It is eight o’clock and my mother’s boyfriend is forty-two minutes late. It’s okay, my mother tells me. He is so present when he’s with me. Your father was never present. I don’t know what to say to that. I suggest we watch an episode of House Hunters to pass the time. 

 

You can tell they really love each other, my mother says about two strangers looking to buy a townhouse in Kansas City. She turns to the small white dog perched on her lap. Can’t you? my mother asks the dog. Can’t you tell? The dog licks his lips in a way I can only assume means Hey, let’s fuck in whatever language the dog speaks. 

 

My mother says her dog is her one true soul-mate. My mother’s dog has a cloudy eye and poops out brown-red lava onto the living room carpet every morning. None of this bothers my mother. My mother knows all about unconditional love.

 

By nine o’clock my mother is talking about how unreliable men are. At nine-fifteen she changes out of her blouse and into her extra-large Eric Clapton National Tour shirt. 

 

My mother’s had a long pilgrimage of men. First there was my father. Then, briefly, my step-father, a man I never did trust. Then came a revolving door of boyfriends. Patrick, the masseuse. Ben, the personal injury lawyer. Stephen, the Uber driver. This new one is a professional ice carver. Anything you want, he can create out of ice, my mother tells me. Anything in the world. 

 

My mother is the kind of woman who believes that anyone not part of a couple is an incomplete person. My mother believes that I am an incomplete person. You won’t be young forever. So says my mother. You need love. When was the last time you had some love in your life? 

 

What counts as some love in my life? My father turned sixty-five last month and I took him out to a lobster dinner in Miami to celebrate. We split a bottle of champagne and a too-rich chocolate lava cake and the waitress thought we were on a date. You two make a cute couple, she told us. Does that count? 

 

What counts?

 

The man who used to be my husband returned to my life seven months ago, right around the time I moved in with my mother. He and I got married the summer after high-school. We divorced before either of us could legally drink. For nine years this man and I did not exchange one single world. I thought we would never speak again, but then one night he fell out of the sky. Is this still your number? he asked. I wondered if it had been him all along. My other half. 

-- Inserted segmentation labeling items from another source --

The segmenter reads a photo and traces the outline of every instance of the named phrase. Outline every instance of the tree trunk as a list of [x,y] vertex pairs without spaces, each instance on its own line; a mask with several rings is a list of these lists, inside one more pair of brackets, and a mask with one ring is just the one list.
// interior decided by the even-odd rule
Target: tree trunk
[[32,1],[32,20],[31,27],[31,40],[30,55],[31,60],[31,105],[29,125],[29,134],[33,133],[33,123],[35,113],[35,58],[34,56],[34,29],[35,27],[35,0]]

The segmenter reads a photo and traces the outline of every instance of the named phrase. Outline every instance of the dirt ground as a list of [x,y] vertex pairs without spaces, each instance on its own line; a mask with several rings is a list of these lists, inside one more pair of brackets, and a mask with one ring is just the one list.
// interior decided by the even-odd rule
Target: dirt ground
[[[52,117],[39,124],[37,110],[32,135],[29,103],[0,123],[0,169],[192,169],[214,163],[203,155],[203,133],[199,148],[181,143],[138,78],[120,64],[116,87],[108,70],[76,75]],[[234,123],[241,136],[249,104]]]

In that first phone conversation my ex-husband told me that he was on the step where you’re supposed to ask everyone for forgiveness. 

 

Okay then, I said. Consider yourself forgiven. 

 

But he either did not believe me or he was lying to me and wanted something more than my forgiveness because he began to call me every other night. I never called him. I only answered my phone when it rang. I want to make that clear. Each of our conversations lasted no less than three hours. We did not speak about politics. We did not summarize the nine years we had spent apart. We focused only on ourselves. We treated our past relationship as if it were an event in history worthy of being analyzed. 

 

After three months of speaking, I purchased a plane ticket to see my ex-husband over Labor Day weekend. When I called to surprise him with the news of my my upcoming trip his voice turned tight and flat and cruel. I think there has been some mistake here, he said. I never meant for what we’re doing to become real. I have a girlfriend. I have a serious girlfriend. 

 

What counts? 

 

My mothers asks if I’ve tried Facebook. She tells me that Facebook is a great way to connect with men. She says an ex-boyfriend from college used Facebook to get in touch with her after thirty-some years. He said he never forgot her face. That her face was too beautiful to forget. 

 

He wound up being married, my mother tells me. But still. 

 

I ask my mother if she told the married man to stop messaging her and she tells me, No, no. Attention is nice and he’s all the way up in Georgia. No harm in a little fantasy when he’s all the way up there. And besides, my mother says, that face he thought was so beautiful is not even my face anymore. We would just disappoint each other. 

 

My mother understands what should become real and what is better off left as fantasy. My mother passed her eye color down to me. Her weak ankles. High blood pressure. Why couldn’t she have passed her sense of reality down to me, too? 

 

At ten o’clock my mother places a pint of ice cream on the counter. At ten-twenty my mother asks me why a pint of ice cream, as if I have decided to keep the pint of ice cream frozen. My mother starts every night out hopeful. At eight p.m. she believes in love, but by the time eleven rolls around, she has her doubts. 

 

You’re smart to avoid all this stuff, my mother tells me. It hurts to be alone. I’m not getting any better at it. My mother picks up her dog and kisses him on the mouth. My smush, my mother says. My little baby smush

 

The ice carver calls early the next morning. He’s so full of apologies. An emergency with one of his kids. A split chin from roughhousing. There was so much blood. They were in the emergency room all night. The ice carver hopes for another chance and my mother does not hesitate. She just gives one to him.